Los empleados públicos, esos adoradores del maligno a los que los
ineptos gobernantes recurren para desprenderse de sus culpas y cargar
con sus responsabilidades. La Ley los define como aquéllos que
desempeñan funciones retribuidas en las Administraciones Públicas al
servicio de los intereses generales y los clasifica en funcionarios de
carrera, funcionarios interinos, personal laboral, personal eventual y
personal directivo. Y esa misma ley fija, para todos ellos, como
fundamentos de actuación, entre otros, el servicio a los ciudadanos y a
los intereses generales, la igualdad, el mérito y la capacidad en el
acceso, el sometimiento pleno a la Ley y al Derecho, la objetividad, la
profesionalidad y la imparcialidad en el servicio, la transparencia y la
responsabilidad en la gestión. Para todos los empleados públicos.
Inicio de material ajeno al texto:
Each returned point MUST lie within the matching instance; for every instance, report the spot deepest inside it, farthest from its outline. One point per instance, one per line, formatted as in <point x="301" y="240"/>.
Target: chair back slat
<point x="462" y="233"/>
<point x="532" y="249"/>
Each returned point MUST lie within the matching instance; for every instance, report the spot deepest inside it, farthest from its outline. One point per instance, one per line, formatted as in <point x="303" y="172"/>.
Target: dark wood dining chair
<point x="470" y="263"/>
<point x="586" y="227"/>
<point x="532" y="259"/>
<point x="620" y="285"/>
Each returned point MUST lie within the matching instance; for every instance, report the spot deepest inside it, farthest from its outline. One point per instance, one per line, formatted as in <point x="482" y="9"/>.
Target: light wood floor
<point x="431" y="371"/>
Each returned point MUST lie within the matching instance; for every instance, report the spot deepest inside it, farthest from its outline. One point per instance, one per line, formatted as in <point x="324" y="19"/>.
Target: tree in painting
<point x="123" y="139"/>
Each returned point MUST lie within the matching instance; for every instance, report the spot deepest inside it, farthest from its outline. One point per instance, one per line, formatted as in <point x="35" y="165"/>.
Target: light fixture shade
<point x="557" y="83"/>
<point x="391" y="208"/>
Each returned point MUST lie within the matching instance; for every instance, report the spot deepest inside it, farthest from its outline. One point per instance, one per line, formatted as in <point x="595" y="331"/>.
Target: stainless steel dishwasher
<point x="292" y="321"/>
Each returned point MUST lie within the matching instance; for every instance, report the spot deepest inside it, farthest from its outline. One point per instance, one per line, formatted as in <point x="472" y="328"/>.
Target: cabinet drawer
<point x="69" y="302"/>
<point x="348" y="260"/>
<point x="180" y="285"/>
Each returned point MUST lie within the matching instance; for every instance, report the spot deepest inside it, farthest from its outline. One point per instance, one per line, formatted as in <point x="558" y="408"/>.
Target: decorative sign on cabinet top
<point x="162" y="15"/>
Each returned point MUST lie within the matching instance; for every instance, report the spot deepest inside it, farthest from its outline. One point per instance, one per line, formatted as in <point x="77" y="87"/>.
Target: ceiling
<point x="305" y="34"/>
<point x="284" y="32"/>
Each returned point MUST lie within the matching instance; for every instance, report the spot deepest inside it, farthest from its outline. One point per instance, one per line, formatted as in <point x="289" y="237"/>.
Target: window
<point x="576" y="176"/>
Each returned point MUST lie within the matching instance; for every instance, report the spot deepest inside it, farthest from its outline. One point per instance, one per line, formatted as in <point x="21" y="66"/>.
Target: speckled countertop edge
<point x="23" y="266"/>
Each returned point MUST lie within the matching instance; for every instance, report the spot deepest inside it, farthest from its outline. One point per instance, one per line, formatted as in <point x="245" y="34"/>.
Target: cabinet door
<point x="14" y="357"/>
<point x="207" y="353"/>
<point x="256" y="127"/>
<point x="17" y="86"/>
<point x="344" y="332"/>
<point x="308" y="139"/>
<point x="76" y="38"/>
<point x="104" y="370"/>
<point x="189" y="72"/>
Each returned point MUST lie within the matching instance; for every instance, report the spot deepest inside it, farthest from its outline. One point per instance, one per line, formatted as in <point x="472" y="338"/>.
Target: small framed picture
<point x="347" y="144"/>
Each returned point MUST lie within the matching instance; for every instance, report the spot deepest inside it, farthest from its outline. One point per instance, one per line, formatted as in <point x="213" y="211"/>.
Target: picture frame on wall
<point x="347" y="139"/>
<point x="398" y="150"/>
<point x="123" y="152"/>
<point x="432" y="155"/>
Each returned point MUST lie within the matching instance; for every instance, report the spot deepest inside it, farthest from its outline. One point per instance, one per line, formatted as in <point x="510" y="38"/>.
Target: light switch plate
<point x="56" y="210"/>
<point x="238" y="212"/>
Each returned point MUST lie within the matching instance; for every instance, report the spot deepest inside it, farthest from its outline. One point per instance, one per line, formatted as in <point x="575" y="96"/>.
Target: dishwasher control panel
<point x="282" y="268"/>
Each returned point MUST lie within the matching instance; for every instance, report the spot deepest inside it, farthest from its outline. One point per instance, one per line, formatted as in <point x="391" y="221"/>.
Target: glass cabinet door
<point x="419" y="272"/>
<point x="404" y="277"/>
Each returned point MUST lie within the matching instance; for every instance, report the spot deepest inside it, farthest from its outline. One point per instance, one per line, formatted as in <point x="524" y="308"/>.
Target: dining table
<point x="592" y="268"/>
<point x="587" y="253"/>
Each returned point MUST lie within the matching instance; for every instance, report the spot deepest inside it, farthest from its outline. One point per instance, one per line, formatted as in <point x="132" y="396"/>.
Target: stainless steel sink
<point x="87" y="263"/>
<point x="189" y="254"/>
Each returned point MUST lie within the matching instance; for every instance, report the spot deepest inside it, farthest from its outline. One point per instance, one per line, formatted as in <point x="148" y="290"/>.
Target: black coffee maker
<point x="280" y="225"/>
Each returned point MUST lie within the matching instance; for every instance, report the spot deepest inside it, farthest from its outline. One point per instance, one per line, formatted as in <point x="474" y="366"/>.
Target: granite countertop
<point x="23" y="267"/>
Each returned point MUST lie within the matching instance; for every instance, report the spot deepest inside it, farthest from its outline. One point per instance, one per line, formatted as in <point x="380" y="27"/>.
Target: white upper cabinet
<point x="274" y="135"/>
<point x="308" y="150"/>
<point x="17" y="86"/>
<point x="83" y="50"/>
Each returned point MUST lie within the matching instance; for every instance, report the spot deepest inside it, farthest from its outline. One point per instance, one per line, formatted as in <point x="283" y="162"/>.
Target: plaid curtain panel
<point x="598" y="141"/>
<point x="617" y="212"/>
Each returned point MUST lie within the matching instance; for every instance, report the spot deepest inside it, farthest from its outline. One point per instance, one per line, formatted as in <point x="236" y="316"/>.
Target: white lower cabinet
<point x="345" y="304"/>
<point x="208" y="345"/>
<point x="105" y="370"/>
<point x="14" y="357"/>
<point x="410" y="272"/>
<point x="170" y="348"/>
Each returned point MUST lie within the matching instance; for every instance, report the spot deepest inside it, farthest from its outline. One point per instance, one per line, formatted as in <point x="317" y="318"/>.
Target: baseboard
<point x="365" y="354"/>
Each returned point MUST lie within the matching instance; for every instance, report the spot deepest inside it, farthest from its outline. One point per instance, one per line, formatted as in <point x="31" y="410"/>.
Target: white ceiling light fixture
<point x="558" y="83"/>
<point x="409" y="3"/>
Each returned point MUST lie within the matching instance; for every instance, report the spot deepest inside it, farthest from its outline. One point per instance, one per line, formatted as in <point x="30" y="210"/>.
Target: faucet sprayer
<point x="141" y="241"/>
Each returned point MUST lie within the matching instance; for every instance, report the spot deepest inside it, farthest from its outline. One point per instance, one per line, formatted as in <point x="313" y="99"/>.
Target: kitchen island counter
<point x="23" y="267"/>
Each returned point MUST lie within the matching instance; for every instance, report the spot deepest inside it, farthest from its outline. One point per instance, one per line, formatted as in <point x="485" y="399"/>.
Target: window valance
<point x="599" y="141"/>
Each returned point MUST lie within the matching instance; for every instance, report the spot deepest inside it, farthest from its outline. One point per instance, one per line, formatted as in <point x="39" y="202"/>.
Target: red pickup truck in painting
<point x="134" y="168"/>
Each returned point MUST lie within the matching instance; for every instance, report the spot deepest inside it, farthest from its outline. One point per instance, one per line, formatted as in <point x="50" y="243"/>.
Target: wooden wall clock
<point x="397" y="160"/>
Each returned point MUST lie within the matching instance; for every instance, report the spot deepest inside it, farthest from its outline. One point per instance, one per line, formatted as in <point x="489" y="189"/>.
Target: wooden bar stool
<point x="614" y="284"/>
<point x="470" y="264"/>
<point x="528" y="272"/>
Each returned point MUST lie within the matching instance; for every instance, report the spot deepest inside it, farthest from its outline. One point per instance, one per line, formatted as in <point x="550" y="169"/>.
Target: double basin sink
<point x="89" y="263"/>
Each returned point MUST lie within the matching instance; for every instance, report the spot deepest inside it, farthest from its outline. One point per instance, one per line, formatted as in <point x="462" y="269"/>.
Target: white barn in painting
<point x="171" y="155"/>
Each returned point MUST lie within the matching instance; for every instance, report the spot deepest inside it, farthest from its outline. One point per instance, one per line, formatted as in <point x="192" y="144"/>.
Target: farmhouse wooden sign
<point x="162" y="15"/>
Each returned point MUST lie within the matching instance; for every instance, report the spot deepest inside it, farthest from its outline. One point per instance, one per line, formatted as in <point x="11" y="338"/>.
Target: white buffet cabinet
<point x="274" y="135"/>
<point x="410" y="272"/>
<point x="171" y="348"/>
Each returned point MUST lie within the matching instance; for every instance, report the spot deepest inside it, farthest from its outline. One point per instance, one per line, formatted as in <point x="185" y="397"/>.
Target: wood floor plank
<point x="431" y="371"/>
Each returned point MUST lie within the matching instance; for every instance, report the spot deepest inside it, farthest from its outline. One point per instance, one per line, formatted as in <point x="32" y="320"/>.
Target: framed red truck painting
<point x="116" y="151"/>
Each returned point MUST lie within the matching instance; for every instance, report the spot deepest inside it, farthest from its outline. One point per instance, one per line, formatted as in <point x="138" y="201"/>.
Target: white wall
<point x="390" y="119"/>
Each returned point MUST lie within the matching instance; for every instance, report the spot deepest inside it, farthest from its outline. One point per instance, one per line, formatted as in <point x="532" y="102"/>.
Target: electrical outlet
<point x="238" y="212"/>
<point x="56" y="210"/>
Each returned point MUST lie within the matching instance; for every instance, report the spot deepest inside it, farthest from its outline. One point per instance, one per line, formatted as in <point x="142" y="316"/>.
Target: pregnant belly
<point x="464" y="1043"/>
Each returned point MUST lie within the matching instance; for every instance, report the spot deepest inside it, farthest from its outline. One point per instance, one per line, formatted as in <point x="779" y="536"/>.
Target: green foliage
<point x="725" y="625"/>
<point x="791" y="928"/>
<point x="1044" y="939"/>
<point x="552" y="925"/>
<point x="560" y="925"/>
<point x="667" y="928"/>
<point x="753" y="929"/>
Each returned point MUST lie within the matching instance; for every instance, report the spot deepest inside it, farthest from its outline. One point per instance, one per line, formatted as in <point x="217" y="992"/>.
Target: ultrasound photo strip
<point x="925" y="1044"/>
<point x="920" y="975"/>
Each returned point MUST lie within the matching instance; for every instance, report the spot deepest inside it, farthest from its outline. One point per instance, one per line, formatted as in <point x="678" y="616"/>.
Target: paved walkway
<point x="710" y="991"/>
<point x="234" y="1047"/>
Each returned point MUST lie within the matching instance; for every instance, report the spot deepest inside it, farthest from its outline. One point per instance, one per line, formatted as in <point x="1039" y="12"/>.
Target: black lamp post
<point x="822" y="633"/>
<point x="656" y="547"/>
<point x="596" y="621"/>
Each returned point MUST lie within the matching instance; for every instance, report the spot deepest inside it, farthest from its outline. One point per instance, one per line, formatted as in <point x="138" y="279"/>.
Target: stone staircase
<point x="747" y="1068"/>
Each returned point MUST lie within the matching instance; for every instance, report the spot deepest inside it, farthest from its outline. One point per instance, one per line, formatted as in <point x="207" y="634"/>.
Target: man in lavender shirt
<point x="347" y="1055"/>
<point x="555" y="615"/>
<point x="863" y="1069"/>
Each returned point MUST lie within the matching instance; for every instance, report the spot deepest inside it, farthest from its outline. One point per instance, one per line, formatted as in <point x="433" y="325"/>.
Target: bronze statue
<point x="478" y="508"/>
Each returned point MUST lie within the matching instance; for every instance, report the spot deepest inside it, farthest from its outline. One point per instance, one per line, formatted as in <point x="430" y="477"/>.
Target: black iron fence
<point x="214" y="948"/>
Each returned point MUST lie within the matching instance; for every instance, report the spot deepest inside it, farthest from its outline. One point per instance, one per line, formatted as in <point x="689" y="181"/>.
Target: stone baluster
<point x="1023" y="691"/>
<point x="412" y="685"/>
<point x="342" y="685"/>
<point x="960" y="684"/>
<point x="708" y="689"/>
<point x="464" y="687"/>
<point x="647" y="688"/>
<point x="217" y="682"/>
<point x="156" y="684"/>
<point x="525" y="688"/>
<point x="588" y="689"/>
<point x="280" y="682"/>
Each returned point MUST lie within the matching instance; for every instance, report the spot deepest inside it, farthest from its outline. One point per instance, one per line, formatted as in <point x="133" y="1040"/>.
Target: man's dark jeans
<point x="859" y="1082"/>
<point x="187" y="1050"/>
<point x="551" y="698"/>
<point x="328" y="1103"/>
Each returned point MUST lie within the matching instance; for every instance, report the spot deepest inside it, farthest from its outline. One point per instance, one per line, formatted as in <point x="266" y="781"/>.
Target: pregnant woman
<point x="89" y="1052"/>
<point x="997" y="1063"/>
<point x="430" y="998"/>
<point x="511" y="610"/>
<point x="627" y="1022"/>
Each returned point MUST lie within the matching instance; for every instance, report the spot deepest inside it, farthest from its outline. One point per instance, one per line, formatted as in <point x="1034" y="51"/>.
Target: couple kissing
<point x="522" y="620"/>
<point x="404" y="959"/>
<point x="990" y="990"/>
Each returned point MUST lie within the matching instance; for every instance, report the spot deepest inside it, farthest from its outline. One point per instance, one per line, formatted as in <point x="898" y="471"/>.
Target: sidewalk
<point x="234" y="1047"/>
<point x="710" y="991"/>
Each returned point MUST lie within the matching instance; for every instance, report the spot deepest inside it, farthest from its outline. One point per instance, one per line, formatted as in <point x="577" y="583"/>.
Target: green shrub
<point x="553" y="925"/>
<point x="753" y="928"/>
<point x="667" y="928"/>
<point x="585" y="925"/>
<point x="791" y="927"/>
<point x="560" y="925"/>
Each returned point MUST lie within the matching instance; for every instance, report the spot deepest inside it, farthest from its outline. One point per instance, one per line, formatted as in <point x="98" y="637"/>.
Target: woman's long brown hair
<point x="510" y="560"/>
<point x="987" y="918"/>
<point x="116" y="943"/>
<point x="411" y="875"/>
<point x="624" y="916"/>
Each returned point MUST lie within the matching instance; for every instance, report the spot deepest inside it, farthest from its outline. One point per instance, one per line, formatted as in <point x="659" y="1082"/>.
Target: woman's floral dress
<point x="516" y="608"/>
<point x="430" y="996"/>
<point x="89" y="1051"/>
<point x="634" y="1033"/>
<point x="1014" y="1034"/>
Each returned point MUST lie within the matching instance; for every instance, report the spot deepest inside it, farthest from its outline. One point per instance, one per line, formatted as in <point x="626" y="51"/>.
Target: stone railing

Es decir, todo aquél que cobra de una administración por el trabajo
que realiza para ella es un empleado público y debe cumplir los
principios establecidos. Hasta ahí de acuerdo. Pero es a partir de este
punto donde se lía la cosa, porque bajo este paraguas se camuflan muchos
que pervierten dichos principios y que han prostituido el concepto de
empleado público. Y esta perversión es la que lleva a pueblo soberano
que paga las nóminas a confundir churras con merinas.
Empiezo el desglose de los fundamentos de actuación, englobando a los
funcionarios y el personal laboral en un grupo, y al personal eventual y
el político en otro, más que nada por no mezclar los sabores y los
olores. Punto uno. Igualdad, mérito y capacidad en el acceso. Para los
del primer grupo, que se han tenido que currar un proceso selectivo,
estos conceptos están más que claros. Para los segundos, los digitales,
es que me meo todo. Bueno, casi todo. Porque, a ver, sin generalizar que
gente buena hay en todas las casas, la capacidad está por demostrar,
vistos los resultados. Ahora bien, la igualdad sí se cumple, ya que
igual da del partido que sea el agraciado con el empleo a dedo, que buen
sueldo tendrá. Y en cuanto al mérito, permitidme que no escriba lo que
pienso, que muchas y variadas son las formas de hacer méritos y no me
apetece ser vulgar.
Punto dos. Lo de someterse a la Ley y al Derecho. Los del grupo
trabajador no tienen otra, el sistema lo establece, lo vigila, lo
protege y lo sanciona cuando se tercia. Pero los del grupo digital, ¡ay,
señor, los del grupo digital! Ya no es que muchos se pasen por el forro
la ley, el derecho, la justicia, la ética y lo que sea necesario, pues
con ellos no va el tema. El problema es que son ellos mismos, los
corsarios, los que legislan para su beneficio. Y, como tontos no son,
artículo sobre artículo, decreto por aquí y por allá, se construyen un
chalé con búnker y nos dejan las casas de paja y de madera al resto de
los cerditos para que nos las tumbe el lobo. El sueldo en la cartilla
todos los meses es lo único que les interesa.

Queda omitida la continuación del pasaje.